Skip to main content

Overview

When you add a new domain to SwiftQuery, we’ll ask you to choose a URL discovery method. We support two methods of URL discovery:
  • Sitemap detection
  • Bulk upload

Sitemap Detection

When you choose Sitemap detection, we automatically scan your domain for a sitemap.xml file and parse this to form the basis of our URL discovery. We automatically identify all URLs in a sitemap (including any associated sitemap files, if you have more than one) and add them to the crawl list. We re-discover your sitemap on each crawl, to account for changes to your website’s content. The New Domain wizard will display a list of URLs discovered for you to review.
If you need to exclude URLs from crawling, you should untick Start crawling immediately from Step 4. You can exclude URLs from the Domains page after.

Bulk upload

This method lets you add URLs manually by pasting them in, one per line. Note that subsequent crawls do not modify the URL list. If you wish to change the URLs after they have been discovered, you must click the Bulk Import button again (from the Domain Settings page). We strongly advise you to use the Sitemap Detection method where possible.

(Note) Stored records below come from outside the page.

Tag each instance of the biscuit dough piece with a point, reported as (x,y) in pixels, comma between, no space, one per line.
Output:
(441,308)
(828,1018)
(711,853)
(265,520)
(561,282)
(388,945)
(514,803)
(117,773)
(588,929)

If your site’s content changes, this will not be reflected until you manually update the URL list.

Excluding URLs

You may wish to exclude specific URLs from being crawled, to prevent their content’s being used in answers to your users. Once you’ve added a domain, you can browse the discovered URLs list via the dashboard, and exclude URLs by selecting them and clicking “Exclude Selected”. Exclusions persist across crawls.

Exclusion patterns

You can exclude multiple URLs at once using Exclusion Patterns. To configure this, click Manage URL Exclusions in the Discovered URLs section under your domain settings page. From there you can add an Exclusion pattern. We support the following pattern types:
  • Exact Match: URL must exactly match the pattern
  • URL Prefix: URL must start with the pattern
  • Contains: URL must contain the pattern anywhere
  • Regex: URL must match the regular expression
Exclusion patterns also persist across crawls.